Play by A. R. Gurney

Children is an early play by American playwright A. R. Gurney. It was first produced in London in 1974 and received its American premiere in 1976, directed by Keith Fowler and starring Carmen Mathews and Lynda Myles at the Virginia Museum Theater (now Leslie Cheek Theater) in Richmond. It was inspired by John Cheever's short story "Goodbye My Brother". A 2009 production starring Judith Light gave the play a new ending, and received positive reviews.

==Plot==
Randy and Barbara, adult children of an affluent New England family, spend Fourth of July weekend at their family's beach house on an island off the coast of Massachusetts. Both are shocked when their widowed mother informs them that they're soon to be joined by their youngest brother, Pokey, long estranged from the family. When questioned as to the reasons for the reunion, their mother reveals that she plans to remarry—to their late father's best friend—and that, due to the conditions of their father's will, the house will pass to the three children. Pokey's arrival threatens the stability of this solid WASPish clan. Randy's childish competitiveness with his brother is reawakened. Pokey's liberated wife, Miriam, causes Randy's wife, Jane, to confront her true feelings about her life as a suburban wife and mother.

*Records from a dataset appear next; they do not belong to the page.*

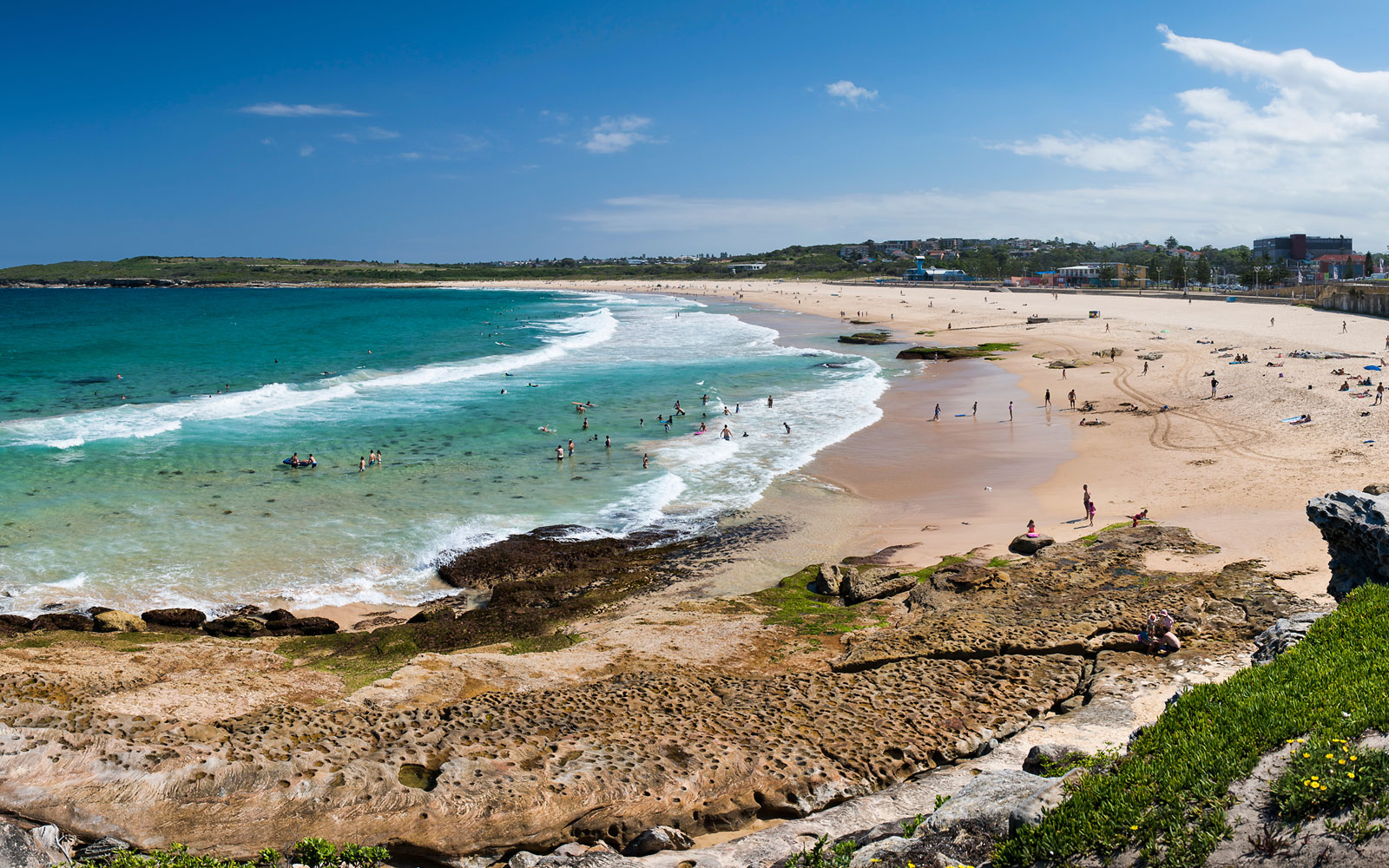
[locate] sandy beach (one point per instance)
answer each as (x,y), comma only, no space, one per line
(1229,470)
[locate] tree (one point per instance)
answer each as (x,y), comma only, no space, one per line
(1178,273)
(1203,271)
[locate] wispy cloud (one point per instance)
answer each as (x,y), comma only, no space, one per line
(300,110)
(616,135)
(1153,122)
(851,94)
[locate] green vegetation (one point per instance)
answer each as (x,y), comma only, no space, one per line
(1167,798)
(795,604)
(312,852)
(1330,775)
(948,353)
(824,856)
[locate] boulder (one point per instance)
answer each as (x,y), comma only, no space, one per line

Meanwhile, Barbara is having an affair with the family's former gardener, now married. Pokey announces his intentions to sell the house once it passes to the children, thus upsetting Barbara's plans for a quiet domestic life with her lover on the island. The children's upset forces their mother to confront where her life with her husband has brought her, and whether the true happiness really waits in her future.